Here's How the Controversial USMCA Will Affect Your Chances of Owning a Home in Halton
It’s no secret that the dream of homeownership is slipping through people’s fingers as home prices in Oakville, Burlington and Milton and surrounding cities remain at deeply unaffordable levels into 2019.
Persistently low inventory has increased home prices exponentially and Halton is, according to real estate brokerage Zoocasa, officially a seller’s market.
But while the news has never been good for prospective homeowners (who also have to deal with a stress test that requires them to qualify at higher interest rates than they’ll ultimately be paying), it looks like the new USMCA trade agreement between Canada, the U.S. and Mexico could also complicate matters.
According to a recent Ratehub.ca guest post on Zoocasa.com, USMCA could have an impact on mortgage rates.
Need a little refresher on USMCA?
In October 2018, Canada agreed to the new United States-Mexico-Canada Agreement trade deal, which will replace NAFTA. This agreement came months after U.S. President Donald Trump launched a polarizing trade war against Canada, often threatening to scrap NAFTA altogether (NAFTA had been in place since 1994).
Ratehub points out that it’s similar to NAFTA, but gives the U.S. greater access to Canada’s dairy market and encourages more domestic production of motor vehicles. It also increases labour and environmental regulations and includes updated intellectual property protections.

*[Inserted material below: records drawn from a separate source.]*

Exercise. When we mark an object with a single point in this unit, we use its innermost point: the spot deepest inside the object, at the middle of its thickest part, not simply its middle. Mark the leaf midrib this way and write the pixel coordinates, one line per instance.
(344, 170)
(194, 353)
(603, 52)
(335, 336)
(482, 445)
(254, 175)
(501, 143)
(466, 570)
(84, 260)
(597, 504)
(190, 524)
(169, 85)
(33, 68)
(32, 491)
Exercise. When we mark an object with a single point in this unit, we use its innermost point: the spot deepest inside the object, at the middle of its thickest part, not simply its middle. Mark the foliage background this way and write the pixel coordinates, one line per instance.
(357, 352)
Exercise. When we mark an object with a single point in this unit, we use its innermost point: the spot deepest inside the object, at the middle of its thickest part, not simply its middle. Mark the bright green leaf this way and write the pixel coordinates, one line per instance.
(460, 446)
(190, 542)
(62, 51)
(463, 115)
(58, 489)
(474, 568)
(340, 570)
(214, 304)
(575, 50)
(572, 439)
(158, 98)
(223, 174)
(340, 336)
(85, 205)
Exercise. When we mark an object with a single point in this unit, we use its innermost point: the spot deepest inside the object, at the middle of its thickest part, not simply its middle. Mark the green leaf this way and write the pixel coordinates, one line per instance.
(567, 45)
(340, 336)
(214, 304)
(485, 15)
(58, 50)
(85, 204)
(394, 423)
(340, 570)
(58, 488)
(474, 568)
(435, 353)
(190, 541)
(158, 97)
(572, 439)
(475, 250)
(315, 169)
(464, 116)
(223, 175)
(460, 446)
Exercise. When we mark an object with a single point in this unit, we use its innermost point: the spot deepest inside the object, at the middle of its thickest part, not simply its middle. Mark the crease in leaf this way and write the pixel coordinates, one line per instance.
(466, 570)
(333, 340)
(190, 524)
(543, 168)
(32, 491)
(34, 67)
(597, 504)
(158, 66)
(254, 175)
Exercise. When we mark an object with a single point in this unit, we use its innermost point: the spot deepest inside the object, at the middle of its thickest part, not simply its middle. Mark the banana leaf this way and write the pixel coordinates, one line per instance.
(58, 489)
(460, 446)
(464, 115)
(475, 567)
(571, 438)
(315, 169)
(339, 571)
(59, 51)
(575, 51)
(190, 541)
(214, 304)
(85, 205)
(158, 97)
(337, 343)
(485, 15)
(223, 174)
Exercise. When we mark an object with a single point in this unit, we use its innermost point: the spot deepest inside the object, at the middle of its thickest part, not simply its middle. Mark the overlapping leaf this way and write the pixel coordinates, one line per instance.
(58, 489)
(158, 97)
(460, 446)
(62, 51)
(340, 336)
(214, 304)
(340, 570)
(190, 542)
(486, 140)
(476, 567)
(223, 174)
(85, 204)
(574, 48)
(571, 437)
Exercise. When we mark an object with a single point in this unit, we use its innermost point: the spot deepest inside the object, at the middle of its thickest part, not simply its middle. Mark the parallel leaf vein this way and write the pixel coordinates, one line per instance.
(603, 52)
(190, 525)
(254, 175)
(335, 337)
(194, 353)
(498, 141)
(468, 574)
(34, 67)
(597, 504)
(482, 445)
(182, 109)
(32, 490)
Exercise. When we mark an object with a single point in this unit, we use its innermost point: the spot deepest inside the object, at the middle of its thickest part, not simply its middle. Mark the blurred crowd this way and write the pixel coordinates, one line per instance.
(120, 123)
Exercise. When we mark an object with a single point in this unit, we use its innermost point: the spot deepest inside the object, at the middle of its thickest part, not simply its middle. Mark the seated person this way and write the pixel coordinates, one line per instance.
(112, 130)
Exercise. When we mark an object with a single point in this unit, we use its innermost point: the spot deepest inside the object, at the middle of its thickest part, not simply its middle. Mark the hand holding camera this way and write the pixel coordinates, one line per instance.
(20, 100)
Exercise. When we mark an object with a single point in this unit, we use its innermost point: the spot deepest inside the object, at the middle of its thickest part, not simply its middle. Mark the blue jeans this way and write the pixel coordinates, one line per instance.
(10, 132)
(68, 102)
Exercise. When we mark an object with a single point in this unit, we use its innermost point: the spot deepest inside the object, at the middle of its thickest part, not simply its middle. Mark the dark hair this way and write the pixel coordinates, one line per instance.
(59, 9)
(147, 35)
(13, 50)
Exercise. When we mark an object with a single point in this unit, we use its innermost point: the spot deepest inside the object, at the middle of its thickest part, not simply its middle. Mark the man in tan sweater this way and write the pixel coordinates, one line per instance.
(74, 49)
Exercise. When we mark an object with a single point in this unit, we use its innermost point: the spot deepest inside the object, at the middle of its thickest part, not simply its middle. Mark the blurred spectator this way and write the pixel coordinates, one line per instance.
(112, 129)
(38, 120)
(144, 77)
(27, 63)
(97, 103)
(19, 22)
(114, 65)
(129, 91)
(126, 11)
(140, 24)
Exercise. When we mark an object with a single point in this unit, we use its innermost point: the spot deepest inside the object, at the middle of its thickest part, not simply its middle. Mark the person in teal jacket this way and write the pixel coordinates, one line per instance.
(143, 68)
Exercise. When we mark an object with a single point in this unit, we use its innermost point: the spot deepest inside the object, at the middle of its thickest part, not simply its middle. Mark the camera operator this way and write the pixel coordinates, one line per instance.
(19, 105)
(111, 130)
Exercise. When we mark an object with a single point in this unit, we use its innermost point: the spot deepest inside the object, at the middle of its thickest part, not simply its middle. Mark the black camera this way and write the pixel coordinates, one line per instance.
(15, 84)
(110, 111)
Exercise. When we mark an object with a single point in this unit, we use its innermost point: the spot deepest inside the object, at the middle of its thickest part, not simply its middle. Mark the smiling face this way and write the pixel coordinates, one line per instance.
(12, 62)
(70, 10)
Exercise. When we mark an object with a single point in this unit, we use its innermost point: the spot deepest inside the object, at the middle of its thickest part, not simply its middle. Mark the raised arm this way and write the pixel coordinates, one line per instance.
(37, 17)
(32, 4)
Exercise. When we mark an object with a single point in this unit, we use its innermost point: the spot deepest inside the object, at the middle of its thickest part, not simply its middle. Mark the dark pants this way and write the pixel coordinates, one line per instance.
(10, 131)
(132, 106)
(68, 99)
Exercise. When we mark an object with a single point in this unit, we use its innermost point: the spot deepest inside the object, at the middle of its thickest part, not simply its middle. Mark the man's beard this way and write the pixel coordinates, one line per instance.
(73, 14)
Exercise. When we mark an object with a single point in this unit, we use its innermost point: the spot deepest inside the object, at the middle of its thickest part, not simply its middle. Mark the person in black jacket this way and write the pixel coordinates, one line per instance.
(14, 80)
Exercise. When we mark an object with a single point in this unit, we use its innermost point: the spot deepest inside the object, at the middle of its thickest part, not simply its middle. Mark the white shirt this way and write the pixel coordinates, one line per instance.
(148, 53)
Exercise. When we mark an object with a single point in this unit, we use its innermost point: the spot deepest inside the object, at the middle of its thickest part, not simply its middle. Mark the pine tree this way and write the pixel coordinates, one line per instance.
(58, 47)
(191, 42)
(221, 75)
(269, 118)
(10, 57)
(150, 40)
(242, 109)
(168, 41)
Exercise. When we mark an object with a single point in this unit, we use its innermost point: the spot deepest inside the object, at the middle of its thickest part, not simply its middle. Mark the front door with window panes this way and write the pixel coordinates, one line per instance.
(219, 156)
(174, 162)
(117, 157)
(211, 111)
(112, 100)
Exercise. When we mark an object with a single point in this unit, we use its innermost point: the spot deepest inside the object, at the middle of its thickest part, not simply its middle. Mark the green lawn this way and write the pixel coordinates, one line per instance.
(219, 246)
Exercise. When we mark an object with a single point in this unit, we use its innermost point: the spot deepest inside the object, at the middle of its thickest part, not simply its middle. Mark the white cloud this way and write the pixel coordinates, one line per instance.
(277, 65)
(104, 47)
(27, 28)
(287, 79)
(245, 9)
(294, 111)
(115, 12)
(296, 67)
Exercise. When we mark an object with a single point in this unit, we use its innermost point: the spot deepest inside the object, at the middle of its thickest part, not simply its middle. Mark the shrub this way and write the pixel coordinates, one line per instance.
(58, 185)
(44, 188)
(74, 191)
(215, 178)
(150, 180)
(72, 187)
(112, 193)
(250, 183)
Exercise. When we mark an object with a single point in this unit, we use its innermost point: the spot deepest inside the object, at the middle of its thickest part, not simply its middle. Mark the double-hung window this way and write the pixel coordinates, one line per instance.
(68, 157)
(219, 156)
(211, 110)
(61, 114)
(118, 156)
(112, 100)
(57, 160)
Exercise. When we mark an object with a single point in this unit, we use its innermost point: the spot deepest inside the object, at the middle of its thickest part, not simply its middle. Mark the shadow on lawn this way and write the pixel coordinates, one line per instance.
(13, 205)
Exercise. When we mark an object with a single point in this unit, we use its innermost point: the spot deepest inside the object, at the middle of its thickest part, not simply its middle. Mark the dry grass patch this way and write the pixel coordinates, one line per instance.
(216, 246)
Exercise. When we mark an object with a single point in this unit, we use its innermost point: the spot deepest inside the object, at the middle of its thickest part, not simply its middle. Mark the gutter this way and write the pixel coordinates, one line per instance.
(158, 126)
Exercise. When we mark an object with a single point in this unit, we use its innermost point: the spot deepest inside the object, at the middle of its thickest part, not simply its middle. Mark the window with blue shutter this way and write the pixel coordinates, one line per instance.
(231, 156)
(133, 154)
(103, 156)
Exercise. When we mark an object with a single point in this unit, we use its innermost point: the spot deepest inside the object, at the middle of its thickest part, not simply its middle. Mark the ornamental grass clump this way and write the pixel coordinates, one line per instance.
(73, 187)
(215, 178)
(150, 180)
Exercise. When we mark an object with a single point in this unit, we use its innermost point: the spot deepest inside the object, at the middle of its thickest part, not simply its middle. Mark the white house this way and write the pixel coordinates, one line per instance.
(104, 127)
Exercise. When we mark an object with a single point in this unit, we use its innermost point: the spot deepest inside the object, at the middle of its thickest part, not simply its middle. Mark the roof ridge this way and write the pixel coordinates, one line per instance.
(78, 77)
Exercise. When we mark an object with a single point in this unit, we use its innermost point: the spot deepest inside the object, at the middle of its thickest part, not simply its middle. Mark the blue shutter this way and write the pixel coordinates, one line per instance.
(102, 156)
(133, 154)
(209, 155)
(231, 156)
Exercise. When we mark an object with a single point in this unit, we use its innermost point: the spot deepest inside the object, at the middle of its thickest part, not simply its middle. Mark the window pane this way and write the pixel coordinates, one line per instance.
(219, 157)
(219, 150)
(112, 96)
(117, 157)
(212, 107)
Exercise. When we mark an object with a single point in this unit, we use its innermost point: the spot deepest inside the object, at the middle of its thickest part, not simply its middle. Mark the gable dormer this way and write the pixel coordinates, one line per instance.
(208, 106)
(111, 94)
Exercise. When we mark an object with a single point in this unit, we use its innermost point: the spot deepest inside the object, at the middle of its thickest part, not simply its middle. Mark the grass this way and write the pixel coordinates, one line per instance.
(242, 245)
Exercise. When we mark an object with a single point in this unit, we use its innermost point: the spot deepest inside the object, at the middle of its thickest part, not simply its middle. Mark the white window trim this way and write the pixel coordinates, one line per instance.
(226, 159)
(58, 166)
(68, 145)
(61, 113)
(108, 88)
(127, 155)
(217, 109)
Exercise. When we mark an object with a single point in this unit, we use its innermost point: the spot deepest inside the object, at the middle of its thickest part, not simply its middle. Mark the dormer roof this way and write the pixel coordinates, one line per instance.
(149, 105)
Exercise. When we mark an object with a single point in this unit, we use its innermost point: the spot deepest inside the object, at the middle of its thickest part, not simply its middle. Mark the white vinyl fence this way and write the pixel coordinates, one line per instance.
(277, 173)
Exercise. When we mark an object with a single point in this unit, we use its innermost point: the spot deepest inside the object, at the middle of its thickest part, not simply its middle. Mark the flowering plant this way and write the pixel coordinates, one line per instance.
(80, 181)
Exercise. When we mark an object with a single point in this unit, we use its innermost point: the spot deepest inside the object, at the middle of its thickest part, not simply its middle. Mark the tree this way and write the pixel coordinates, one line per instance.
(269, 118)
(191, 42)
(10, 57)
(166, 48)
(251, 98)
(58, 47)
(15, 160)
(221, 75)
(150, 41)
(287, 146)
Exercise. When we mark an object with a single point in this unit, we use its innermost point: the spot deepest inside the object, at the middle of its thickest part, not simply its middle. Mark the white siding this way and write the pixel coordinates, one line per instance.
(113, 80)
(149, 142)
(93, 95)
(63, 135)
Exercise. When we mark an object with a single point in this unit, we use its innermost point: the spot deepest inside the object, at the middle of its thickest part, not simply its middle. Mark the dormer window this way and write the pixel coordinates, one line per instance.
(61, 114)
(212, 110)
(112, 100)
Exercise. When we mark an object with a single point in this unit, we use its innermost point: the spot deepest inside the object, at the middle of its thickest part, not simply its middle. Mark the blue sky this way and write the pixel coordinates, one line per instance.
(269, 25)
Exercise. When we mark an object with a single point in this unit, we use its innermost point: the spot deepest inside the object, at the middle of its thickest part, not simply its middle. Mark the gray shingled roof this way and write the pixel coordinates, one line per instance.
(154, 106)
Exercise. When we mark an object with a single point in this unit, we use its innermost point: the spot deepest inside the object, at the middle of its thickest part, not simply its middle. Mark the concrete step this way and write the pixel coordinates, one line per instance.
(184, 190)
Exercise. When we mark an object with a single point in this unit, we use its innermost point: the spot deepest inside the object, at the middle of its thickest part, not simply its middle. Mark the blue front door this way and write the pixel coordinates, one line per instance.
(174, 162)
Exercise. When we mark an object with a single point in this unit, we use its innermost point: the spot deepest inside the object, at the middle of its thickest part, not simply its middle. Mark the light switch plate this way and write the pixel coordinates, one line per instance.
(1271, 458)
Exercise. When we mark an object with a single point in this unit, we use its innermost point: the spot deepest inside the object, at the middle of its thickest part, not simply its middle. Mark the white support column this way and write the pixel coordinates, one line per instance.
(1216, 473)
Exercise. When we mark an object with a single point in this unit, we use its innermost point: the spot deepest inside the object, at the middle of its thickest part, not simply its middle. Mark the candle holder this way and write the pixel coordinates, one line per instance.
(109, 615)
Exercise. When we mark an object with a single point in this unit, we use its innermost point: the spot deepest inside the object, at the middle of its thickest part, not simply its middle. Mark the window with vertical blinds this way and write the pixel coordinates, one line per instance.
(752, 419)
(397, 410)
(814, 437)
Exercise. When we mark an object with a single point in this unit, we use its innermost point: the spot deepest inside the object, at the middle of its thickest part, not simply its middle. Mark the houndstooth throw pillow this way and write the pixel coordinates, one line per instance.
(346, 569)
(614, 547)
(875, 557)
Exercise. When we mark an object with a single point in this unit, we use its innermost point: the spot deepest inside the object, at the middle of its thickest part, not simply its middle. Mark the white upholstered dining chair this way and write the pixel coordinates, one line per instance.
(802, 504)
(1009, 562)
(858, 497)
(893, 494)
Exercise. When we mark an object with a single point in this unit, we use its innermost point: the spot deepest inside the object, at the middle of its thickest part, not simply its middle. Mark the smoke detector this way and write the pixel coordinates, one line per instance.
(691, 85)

Ratehub says that while the new deal is expected to have far-ranging implications for many industries, it has also impacted Canadian mortgage rates.
So, how will it impact mortgages?
Ratehub says climbing interest rates will ultimately affect prospective homebuyers.
“One of the big questions for aspiring first-time homebuyer is how much mortgage can I afford? There are many factors that will determine this; home prices, income, down payment amount, and interest rates,” Ratehub writes.
“And the trade deal is expected to have an impact on one of those factors: Mortgage rates.”
Ratehub says that prior to the latest Bank of Canada rate increase (which occurred in 2018), trade uncertainty was one of the major factors cited by the BoC for maintaining its policy rate.
That means that the BoC held off on increasing its benchmark rate - which impacts mortgage rate fluctuations - until a deal was agreed to.
Ratehub says that now that a deal has been struck, however, mortgage rates will further increase if and when the BoC decides to continue hiking its own target rate.
While this sounds concerning, homebuyers can breathe a sigh of relief.
At least for now.
The Bank of Canada (BoC) has announced that it plans to hold its trend-setting interest rate at 1.75 per cent in response to sluggish oil prices and a slower national housing market.
That said, it does not plan to refrain from hiking interest rates indefinitely—and with the negotiations officially out of the way, it can continue to hike rates as the economy grows over the next year.
In fact, the BoC says a neutral range between 2.5 - 3.5 per cent will eventually be necessary to keep inflation in check.
And while rates are holding steady now, the BoC is confident the country’s economic outlook will improve this year and persist into 2020, making small but significant hikes probable going forward.
Do you plan on purchasing a home in 2019?